The effect of COVID on company culture is an issue for all business leaders to consider seriously. I see the following areas for examination:

  • Have you lived your culture during COVID?
  • How are you maintaining your culture and connections in a WFH world?
  • How are you instilling your culture into new hires in a WFH environment?

Have you lived your culture during COVID?

COVID has forced many companies to pivot, cut costs, and adjust strategy. However, did the leader and management team live up to the company’s culture while executing these changes? As everyone’s cultural values are different behaviors to consider.

  • Did you check in with your employees regularly to see how they were coping?
  • Did you communicate effectively and often with your employees, so they knew what was happening?
  • When making changes, did you explain why and where the company’s new direction was aimed?
  • When terminating people, did you do it in person or by email?

The above is just a sample of behaviors that maybe didn’t live up to the company’s values. If you didn’t, then you need to work hard to fix it. As with any crisis like this, there are a few key steps:

  1. Get in front of it.
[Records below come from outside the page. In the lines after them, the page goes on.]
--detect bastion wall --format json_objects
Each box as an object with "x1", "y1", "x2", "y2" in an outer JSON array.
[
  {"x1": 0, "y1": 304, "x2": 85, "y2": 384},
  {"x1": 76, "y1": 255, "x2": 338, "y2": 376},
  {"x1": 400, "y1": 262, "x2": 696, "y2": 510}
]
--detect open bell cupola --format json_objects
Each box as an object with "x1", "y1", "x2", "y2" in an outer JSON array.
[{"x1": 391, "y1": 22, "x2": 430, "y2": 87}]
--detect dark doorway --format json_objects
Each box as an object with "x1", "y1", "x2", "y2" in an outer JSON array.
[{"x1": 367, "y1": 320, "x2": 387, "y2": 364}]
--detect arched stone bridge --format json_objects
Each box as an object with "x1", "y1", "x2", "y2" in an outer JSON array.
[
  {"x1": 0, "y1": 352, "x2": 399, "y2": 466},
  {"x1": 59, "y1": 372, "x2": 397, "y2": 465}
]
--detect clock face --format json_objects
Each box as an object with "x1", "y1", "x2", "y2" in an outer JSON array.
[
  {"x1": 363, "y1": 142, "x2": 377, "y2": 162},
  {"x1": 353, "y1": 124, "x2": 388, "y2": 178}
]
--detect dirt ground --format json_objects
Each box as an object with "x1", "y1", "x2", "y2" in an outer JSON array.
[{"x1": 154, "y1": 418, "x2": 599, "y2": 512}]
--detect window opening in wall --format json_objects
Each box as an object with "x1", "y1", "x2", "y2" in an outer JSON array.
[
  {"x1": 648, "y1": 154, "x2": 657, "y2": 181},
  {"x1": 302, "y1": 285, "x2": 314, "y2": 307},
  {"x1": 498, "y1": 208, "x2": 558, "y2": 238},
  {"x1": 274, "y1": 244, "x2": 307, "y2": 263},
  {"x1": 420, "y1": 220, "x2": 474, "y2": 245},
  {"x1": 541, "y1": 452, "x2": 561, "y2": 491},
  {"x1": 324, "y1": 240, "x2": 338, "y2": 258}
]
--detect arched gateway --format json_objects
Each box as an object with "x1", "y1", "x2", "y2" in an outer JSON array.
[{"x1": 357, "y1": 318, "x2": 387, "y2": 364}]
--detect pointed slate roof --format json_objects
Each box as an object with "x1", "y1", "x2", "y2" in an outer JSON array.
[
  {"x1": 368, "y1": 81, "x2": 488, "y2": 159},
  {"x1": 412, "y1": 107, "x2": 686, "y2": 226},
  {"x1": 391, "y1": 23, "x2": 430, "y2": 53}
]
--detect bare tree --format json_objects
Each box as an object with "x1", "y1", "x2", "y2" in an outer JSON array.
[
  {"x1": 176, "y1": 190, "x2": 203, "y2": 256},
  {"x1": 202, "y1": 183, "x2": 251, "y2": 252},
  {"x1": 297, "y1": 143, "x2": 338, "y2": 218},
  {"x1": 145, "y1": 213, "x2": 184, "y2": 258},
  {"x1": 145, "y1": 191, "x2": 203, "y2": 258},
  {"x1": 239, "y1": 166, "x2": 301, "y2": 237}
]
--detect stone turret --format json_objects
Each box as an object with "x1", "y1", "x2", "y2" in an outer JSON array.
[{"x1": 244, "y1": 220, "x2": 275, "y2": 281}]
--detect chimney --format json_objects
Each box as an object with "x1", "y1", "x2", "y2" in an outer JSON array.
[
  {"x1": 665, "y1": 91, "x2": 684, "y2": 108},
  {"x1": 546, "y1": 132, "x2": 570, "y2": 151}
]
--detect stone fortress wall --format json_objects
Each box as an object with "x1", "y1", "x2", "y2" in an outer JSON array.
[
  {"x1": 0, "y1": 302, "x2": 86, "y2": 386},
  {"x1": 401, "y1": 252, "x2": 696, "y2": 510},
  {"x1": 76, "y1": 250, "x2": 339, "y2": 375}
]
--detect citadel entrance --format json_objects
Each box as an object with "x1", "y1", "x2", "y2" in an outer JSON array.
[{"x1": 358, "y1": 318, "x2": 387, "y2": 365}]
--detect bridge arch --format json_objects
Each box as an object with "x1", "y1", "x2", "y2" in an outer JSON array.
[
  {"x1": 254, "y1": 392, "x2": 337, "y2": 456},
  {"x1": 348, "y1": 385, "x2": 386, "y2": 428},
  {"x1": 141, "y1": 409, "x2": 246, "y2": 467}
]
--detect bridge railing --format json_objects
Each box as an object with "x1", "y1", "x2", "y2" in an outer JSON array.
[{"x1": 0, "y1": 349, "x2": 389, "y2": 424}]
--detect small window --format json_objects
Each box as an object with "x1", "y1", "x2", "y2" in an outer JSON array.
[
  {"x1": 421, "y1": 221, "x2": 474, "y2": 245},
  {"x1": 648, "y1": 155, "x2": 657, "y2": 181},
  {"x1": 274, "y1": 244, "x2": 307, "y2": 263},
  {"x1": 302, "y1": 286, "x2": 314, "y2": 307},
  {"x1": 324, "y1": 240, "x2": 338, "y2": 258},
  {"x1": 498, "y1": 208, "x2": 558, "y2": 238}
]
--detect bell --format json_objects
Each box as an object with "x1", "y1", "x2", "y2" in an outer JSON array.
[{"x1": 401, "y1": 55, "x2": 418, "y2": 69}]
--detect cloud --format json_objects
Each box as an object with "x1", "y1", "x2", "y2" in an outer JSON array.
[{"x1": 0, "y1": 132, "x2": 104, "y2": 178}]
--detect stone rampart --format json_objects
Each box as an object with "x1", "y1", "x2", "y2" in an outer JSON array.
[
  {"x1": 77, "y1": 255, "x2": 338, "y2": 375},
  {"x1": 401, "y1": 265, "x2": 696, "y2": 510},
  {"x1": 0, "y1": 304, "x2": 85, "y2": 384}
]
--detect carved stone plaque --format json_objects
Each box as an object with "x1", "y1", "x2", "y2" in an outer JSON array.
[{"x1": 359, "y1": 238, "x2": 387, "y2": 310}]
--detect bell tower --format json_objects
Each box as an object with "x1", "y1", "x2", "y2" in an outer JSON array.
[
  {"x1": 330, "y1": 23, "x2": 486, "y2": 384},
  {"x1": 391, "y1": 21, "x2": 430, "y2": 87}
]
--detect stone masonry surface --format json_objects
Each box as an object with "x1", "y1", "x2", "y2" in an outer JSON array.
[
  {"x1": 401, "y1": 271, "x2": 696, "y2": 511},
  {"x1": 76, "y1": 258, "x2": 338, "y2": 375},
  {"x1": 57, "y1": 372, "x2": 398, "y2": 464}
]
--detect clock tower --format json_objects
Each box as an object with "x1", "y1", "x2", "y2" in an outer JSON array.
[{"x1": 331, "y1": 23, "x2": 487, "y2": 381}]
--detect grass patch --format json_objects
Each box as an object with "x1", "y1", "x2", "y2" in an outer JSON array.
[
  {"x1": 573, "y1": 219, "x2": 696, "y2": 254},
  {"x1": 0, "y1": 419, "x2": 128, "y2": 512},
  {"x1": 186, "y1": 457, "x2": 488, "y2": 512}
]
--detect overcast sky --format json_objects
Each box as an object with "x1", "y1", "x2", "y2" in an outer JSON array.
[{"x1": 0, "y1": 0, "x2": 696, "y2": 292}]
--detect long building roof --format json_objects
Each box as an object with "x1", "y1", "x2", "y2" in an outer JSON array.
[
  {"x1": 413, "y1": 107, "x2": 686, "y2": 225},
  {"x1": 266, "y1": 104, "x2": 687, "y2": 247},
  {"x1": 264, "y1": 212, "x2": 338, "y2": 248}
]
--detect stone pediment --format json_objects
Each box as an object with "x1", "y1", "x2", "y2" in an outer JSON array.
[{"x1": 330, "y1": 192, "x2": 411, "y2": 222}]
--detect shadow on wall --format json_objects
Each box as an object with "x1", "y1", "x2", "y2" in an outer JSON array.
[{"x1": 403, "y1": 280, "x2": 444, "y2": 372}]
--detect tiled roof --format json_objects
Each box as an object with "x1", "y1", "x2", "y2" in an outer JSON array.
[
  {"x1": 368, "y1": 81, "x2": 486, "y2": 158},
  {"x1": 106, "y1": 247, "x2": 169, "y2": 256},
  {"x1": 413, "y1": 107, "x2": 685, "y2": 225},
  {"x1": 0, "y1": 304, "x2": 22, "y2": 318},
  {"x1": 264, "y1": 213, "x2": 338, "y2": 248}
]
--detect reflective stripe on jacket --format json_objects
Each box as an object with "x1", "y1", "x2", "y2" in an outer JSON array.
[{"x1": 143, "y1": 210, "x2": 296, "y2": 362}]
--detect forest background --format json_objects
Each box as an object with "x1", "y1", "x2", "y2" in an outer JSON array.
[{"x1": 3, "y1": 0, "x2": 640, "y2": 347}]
It has happened, so it is hard to get in front of it. However, do an audit of behaviors and values during COVID. Identify the lapses and then plan accordingly. Don’t wait for the Zoom cooler talk to destroy any belief in the companies values.
  2. Admit It. Let your employees know you recognize that you didn’t live up to your values in the identified situations.
  3. Own It. Say it was the leadership’s fault. The buck stops with you, and that is why you get paid the big bucks! Deflecting the blame will only weaken a fragile state and create further disbelief in any values you may have.
  4. Correct it. Layout a plan to correct the behaviors from happening again and what steps the organization will take to reinforce its values in the future. This plan needs to have SMART metrics tied to it so that employees can see the progress being made and it not just more “CEO Bingo.”

Maintaining your culture and connections in a WFH world?

For many, the move to WFH has gone well overall. Productivity is generally up, and work is getting done. Many CEOs and business leaders are considering to what degree they can allow WFH going forward, permanently, one to five days a week, etc. However, one of the reasons that WFH has gone so well is that before COVID, we had strong relationships with our coworkers. We knew them, had worked with them, and most importantly, had built some degree of trust. But the longer we don’t connect with them, the weaker these bonds grow. While we are connecting with them over Zoom, Teams, Slack, or email, that is not the same as in person. If we lose the culture or connections, it weakens the ability of the company to respond to other threats, and people will leave for companies where they see better relationships.

The more time we are remote, the bonds between us grow weaker. Long distant relationships have a 58% chance of success, basically a coin toss. There are stronger connections in a romantic relationship than a work one, so the chances of a “long-distance” work relationship working are less than 50%. So leaders need to figure out how to maintain the connections and culture among employees as they go forward with a WFH policy. If employees are only going to be in the office rarely, the company needs to increase how it builds connections between employees and promotes its culture.

Regular gatherings of employees at events where they can strengthen their relationships will be essential. Getting them to share personal information to build stronger bonds will also be a crucial part of the effort. Doing this will differ among companies, but figure it out and ensure that the events have a clear purpose that everyone understands and get feedback on to know if you are achieving your goals.

Instilling your culture into new hires

New hires are posing the most difficult challenges for companies. Historically we know that 70+% of people regret making the job change on the first day. Now we are in a WFH environment where there are fewer personal connections. If we cannot build those connections and get them to buy into the culture, they will shortly leave, which is expensive for the organization and poses new problems when people are hard to find.

The leader and leadership team need to work with their HR departments to figure out how to effectively onboard new hires and simultaneously install the firm’s culture and develop personal connections among the teams. Achieving this won’t be easy, but the effort will pay huge dividends.

Why Does This Matter?

It doesn’t take much to destroy the employees’ belief in the company’s values and attribute them to just words on a wall. If this is where you are, the road back to get alignment around values will be hard. Without core values, nothing connects the employees to a common bond and purpose, so they are more likely to leave.

If your employees are not connected, they are less likely to have a good friend at work. Without a good friend in an environment where they spend a third of their time, there is less keeping them attached. With demand for employees increasing, and thus wages, they will be tempted to move if there is no downside to leaving the tribe.

Those organizations that live their culture and whose employees have strong bonds of trust will outperform those that don’t. The work to achieve this is not always easy but very beneficial.